Ketika melakukan build up dari bawah, bek tengah akan menyebar ke sayap, membiarkan para bek sayap merangsek naik ke lini pertahanan lawan. Jarak antar-pemain yang semula rapat jadi renggang. Hal ini yang kerap dimanfaatkan lawan.

Tak heran jika Gladbach mudah kecolongan lewat serangan balik. Hal itu tampak saat mereka menghadapi Eintracht Frankfurt, Rabu (16/12). Dua dari tiga gol yang dicetak Frankfurt adalah buah serangan balik plus banyaknya ruang di lini pertahanan Gladbach.

Jangan heran juga jika gol dan kebobolan Gladbach di Bundesliga 2020/21 tidak berbeda jauh. Sepak bola agresif memampukan mereka mencetak 23 gol, tetapi kemasukan 20 gol. Apa boleh buat, Rose harus segera merumuskan ulang sistem pertahanan timnya.

***

Sepak bola adalah miniatur kehidupan. Dalam kehidupan, ada orang yang senang menjadi inisiator dan aktif, ada yang lebih senang menunggu dan menjadi pasif.

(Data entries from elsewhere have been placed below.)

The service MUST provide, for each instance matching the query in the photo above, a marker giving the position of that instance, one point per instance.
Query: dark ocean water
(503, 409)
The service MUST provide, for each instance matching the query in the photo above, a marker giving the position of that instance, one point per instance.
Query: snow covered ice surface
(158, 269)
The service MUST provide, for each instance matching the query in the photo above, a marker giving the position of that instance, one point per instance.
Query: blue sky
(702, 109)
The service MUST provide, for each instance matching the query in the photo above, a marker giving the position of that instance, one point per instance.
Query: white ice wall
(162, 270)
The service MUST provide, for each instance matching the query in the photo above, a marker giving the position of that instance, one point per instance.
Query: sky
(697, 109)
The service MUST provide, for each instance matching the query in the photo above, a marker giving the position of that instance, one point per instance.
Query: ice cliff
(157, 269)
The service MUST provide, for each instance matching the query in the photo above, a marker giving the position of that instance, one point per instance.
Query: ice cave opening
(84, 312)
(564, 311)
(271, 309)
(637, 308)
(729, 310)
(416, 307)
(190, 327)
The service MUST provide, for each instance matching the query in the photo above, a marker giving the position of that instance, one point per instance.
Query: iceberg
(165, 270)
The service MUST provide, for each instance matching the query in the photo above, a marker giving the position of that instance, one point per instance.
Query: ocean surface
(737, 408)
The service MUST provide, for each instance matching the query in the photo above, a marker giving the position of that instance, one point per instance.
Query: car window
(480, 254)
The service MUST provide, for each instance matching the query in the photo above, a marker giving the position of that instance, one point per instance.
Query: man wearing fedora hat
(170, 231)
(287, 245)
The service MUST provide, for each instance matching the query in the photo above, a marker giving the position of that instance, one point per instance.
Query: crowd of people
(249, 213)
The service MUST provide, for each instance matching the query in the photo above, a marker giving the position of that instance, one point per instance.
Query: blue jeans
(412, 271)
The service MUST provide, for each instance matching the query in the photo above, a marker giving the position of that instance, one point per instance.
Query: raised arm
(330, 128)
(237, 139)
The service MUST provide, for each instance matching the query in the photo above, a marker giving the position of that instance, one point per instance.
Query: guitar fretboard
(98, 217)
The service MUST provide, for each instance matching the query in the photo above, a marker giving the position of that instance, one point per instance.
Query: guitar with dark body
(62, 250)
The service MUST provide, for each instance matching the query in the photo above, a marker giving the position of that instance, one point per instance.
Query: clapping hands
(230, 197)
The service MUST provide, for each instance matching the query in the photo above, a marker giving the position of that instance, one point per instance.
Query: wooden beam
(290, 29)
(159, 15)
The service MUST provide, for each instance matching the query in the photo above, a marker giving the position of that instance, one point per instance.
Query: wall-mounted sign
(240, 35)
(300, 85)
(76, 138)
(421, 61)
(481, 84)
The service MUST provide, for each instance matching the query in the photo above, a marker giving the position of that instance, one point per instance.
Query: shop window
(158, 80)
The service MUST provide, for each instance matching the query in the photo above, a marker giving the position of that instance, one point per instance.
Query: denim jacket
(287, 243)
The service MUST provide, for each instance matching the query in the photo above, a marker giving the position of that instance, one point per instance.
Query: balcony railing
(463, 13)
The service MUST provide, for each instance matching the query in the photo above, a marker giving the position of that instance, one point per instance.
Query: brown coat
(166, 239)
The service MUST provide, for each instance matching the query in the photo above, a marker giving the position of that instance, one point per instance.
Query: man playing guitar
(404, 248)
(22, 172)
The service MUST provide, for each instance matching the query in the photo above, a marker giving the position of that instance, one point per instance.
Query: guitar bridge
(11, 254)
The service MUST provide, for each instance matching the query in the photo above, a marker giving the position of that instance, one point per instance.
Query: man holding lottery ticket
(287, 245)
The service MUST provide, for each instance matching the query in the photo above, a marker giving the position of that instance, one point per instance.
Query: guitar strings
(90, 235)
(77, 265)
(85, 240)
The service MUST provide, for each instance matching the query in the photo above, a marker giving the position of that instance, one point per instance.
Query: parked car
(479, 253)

Rose memilih yang pertama. Sepak bola aktif yang ia mainkan sekarang membuat Borussia Moenchengladbach disegani di Jerman dan Eropa. Ia juga ditopang oleh pemain-pemain seperti Plea, Thuram, Breel Embolo, Florian Neuhaus, dan Lars Stindl yang mampu bermain agresif sekaligus fleksibel, sesuai keinginannya.

Akan tetapi, serupa kehidupan, Rose juga harus tahu kapan saatnya menunggu. Tidak selamanya selalu aktif dalam sepak bola itu baik. Ada kalanya kita mesti mengamati situasi, baru kemudian memutuskan jenis pendekatan aktif mana yang akan dipakai. Jika sudah begitu, Rose tentu bisa membawa Gladbach naik satu level lagi.

Jika itu terjadi, Borussia Moenchengladbach juga mesti siap kehilangan Marco Rose yang nantinya bisa saja merapat ke Borussia Dortmund, tim yang mungkin pas dengan skema mainnya, atau malah ke Manchester United.